Berdasarkan hasil FGD yang dilakukan sebagian besar ibu balita yang
diwawancarai mengemukakan ketertarikan akan posyandu didasari oleh adanya
petugas kesehatan yang terampil, berbedanya hasil dengan data statistic
disebabkan pengambilan sampel yang faktor yang menyebabkan hasil uji statistic
berbeda dengan hasil penelitian lain dapat disebabkan karena cara pengambilan
sampel, uji statistik, jumlah sampel serta karakteristik wilayah dan sampel yang
juga berbeda, pada penelitian pembanding menggunakan uji chi-square.
Sedangkan perbedaan dengan hasil FGD adalah jenis penelitian, FGD merupakan
salah satu cara pengumpulan data secara kualitatif dengan jumlah sampel yang
sedikit (8-12 orang).
105
Menurut hasil FGD, dapat disimpulkan bahwa kehadiran petugas
kesehatan merupakan salah satu faktor yang menarik perhatian ibu balita untuk
hadir dalam pelayanan posyandu sehingga partisipasi terhadap meningkat dan
program pemerintah untuk meningkatkan cangkupan hingga 80% dapat tercapai,
petugas kesehatan dapat memanfaatkan hal ini untuk menarik minat ibu balita
dengan tidak hanya memberikan pelayanan dasar, namun juga penyuluhan sebagai
upaya peningkatan pengetahuan ibu balita juga, demo membuat makanan yang
bergizi padat dan ekonomis bagi balita sehingga dapat diterapkan oleh ibu dalam
kehidupan sehari-hari dengan tujuan memberikan arahan cara pengolahan
makanan yang baik bagi balita sehingga dapat diterapkan di rumah tangga serta
menjadikan kegiatan posyandu lebih menyenangkan sehingga ibu balita lebih
tertarik untuk berpartisipasi aktif dan edukasi dalam pembinaan keluarga siaga.

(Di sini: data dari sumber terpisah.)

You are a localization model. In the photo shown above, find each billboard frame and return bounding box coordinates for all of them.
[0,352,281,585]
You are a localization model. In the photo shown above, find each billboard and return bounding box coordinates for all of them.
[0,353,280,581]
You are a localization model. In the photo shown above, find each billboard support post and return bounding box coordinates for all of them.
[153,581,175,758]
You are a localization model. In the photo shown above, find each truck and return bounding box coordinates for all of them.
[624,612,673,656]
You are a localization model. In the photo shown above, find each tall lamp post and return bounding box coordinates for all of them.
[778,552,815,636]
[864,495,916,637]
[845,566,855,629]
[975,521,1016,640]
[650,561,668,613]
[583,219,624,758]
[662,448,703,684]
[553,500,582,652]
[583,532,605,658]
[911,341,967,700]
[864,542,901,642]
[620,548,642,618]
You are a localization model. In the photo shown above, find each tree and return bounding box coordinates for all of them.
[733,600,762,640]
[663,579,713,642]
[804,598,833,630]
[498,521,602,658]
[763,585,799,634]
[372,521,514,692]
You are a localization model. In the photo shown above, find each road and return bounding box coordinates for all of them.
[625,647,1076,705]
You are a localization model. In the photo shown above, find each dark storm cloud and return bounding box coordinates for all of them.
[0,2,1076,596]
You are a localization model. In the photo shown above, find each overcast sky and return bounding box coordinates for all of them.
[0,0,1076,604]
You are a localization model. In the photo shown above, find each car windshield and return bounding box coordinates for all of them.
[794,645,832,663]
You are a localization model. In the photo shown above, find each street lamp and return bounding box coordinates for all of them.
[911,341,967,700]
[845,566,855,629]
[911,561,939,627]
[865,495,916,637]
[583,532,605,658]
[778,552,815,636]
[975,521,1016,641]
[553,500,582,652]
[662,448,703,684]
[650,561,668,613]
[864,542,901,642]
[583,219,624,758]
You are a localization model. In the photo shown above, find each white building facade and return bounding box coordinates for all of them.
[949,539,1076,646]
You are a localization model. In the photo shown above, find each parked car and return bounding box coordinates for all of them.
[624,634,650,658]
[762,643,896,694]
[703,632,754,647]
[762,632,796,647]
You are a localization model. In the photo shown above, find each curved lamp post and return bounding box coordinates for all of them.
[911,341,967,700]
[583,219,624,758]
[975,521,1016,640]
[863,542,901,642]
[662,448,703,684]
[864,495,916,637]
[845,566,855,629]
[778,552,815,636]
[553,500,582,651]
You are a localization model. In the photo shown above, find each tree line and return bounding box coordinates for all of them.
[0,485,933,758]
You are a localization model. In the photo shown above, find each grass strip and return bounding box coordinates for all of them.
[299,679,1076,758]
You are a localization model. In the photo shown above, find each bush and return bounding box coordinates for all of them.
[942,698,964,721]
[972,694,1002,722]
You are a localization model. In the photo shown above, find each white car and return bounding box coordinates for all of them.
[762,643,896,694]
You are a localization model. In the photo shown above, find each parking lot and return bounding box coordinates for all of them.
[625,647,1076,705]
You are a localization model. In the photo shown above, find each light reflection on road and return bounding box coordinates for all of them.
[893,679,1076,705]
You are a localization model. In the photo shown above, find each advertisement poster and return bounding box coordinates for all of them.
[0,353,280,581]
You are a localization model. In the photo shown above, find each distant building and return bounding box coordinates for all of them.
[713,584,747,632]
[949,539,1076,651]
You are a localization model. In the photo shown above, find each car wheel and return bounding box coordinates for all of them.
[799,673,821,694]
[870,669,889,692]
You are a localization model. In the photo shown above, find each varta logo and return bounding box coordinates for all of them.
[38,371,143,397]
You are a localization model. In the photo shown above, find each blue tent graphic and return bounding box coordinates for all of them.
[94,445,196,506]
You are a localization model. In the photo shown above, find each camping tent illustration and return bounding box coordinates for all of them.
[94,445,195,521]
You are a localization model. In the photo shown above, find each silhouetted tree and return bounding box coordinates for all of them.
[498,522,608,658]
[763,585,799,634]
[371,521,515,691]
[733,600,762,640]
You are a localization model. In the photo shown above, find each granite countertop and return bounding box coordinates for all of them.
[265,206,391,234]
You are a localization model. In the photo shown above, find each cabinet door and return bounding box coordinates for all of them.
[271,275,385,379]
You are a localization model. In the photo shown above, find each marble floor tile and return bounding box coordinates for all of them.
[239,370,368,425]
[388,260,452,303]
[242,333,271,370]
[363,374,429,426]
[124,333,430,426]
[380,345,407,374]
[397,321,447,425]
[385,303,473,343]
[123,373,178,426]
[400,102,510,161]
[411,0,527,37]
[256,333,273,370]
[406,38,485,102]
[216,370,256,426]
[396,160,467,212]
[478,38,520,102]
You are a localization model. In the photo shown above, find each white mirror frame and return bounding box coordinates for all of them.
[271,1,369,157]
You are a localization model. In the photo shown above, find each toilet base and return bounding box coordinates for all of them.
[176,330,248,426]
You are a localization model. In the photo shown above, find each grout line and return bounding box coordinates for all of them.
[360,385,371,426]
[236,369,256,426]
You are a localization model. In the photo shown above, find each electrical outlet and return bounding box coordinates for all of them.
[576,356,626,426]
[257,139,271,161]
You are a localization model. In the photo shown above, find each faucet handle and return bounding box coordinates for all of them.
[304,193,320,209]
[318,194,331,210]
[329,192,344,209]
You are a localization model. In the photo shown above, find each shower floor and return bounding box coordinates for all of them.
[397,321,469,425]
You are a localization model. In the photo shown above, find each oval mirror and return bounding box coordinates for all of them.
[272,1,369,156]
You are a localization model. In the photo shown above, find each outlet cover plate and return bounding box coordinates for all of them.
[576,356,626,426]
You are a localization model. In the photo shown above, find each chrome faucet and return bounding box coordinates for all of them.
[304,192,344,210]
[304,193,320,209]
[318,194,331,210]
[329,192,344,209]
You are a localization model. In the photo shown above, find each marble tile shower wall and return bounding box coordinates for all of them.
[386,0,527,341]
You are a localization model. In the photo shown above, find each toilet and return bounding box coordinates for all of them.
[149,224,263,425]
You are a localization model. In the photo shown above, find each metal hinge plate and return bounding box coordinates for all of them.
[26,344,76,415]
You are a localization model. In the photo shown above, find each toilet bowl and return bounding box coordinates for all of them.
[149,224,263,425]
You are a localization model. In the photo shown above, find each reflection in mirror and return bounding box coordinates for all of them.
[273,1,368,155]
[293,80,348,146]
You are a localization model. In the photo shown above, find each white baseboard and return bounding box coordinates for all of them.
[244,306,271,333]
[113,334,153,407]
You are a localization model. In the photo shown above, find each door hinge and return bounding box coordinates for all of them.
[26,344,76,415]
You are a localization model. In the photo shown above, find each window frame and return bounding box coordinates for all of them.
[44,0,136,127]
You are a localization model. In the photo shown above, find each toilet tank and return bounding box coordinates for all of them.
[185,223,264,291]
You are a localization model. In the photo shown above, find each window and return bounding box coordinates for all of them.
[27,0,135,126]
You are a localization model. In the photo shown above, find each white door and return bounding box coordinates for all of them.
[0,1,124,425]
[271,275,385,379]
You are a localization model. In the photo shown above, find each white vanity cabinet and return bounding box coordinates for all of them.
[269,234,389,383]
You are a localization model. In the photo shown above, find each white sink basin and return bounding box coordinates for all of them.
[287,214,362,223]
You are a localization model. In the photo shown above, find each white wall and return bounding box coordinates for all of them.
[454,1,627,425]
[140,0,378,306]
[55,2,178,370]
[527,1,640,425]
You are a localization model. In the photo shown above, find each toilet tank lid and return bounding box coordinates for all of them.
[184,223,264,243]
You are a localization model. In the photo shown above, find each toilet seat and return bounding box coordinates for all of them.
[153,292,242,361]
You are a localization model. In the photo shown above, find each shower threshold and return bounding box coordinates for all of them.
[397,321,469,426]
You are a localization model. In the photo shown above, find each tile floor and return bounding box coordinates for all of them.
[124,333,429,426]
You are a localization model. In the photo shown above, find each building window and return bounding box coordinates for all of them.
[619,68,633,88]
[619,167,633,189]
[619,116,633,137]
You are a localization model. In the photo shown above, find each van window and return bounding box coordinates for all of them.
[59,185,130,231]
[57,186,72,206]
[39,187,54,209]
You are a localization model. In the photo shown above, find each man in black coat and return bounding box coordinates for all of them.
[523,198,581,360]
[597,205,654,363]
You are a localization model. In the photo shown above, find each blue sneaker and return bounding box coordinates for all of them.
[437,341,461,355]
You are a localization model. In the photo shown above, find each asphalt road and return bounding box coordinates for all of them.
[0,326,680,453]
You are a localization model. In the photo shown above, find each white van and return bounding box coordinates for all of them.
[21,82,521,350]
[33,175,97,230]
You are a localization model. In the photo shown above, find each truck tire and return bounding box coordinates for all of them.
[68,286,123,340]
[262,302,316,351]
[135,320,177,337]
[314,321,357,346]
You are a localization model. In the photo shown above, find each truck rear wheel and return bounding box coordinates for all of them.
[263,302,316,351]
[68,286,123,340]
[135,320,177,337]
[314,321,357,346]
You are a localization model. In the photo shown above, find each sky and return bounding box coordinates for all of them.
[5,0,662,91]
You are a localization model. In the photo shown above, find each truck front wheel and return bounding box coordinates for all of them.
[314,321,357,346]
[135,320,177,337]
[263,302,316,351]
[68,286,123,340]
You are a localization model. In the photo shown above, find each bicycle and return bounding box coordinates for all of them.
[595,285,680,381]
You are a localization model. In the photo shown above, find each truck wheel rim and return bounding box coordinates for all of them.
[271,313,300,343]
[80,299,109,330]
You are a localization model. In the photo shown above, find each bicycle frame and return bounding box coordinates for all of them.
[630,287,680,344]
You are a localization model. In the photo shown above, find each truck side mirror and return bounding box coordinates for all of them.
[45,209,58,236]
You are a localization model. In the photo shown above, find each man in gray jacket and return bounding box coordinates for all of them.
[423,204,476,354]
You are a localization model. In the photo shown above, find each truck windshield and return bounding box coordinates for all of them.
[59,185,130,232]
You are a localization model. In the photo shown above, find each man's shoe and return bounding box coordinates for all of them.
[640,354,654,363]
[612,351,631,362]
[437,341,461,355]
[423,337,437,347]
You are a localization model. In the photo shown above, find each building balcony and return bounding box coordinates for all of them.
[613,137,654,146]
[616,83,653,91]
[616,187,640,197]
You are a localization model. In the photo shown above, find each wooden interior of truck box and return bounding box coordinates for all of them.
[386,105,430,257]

5.16 Keterbatasan Penelitian
Keterbatasan pada penelitian ini antara lain penelitian ini hanya sebatas
melihat ada tidaknya perbedaan antar variabel dependen dengan independen
karena kedua variabel diteliti pada saat bersamaan dengan menggunakan desain
studi cross sectional. Keterbatasan penelitian lainnya yang juga dirasakan dalam
menanyakan pendapatan dan pengeluaran rata-rata dalam sebulan keluarga ibu
balita, beberapa ibu balita kurang terbuka dalam memberikan informasi.